During their schooling, Dr. Eady’s father was murdered in Chicago.
“A week after I buried my father, my wife was diagnosed with cancer. She begged me to stay in dental school. I dropped out my second semester of my sophomore year. She passed away shortly after that.
“I had super focus after that. I couldn’t let those people down. I graduated in 1983.”
He also found love again.
“I married a beautiful girl I met while in dental school. My wife is a chief attorney. Her name is Sandra Norman-Eady.”
After practicing general dentistry five years in Minneapolis, Dr. Eady decided to pursue periodontics.

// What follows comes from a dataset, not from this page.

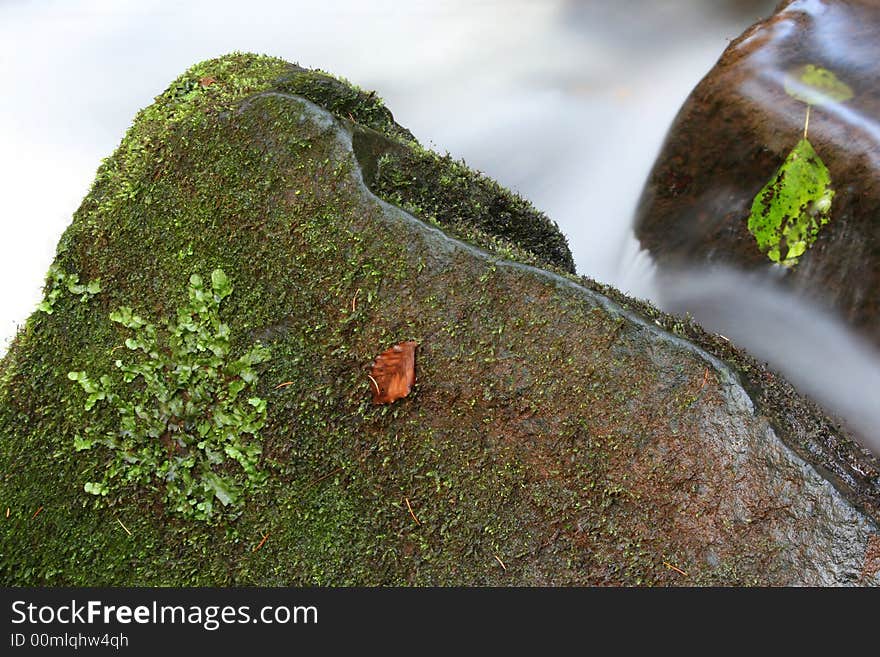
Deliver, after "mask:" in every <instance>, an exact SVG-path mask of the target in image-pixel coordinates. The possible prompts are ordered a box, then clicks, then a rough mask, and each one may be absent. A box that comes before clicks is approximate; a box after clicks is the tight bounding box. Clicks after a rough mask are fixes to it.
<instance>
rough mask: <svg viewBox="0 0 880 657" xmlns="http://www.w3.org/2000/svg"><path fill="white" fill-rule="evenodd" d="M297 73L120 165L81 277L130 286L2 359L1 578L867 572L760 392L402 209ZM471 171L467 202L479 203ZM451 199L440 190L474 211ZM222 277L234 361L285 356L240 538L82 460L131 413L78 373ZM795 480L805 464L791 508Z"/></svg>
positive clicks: (59, 581) (525, 266) (459, 578)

“I tried a couple of perio surgeries by just reading textbooks,” he said. “Then I called the University of Connecticut and got accepted in 1988.”
He received a certificate in periodontics in 1990.
Dr. Eady built his current office in 1997. It’s equipped with intraoral cameras, plumbed nitrous, oak trim, and custom cabinets. He is the only dentist in a building that houses 30 physicians.
Dr. Eady’s services include conscious sedation, placing implants, and cosmetic periodontal procedures.
Dr. Eady says he hopes he can be a role model and inspire anyone who thinks about a medical career.
His staff also includes office manager Elaine Grigg.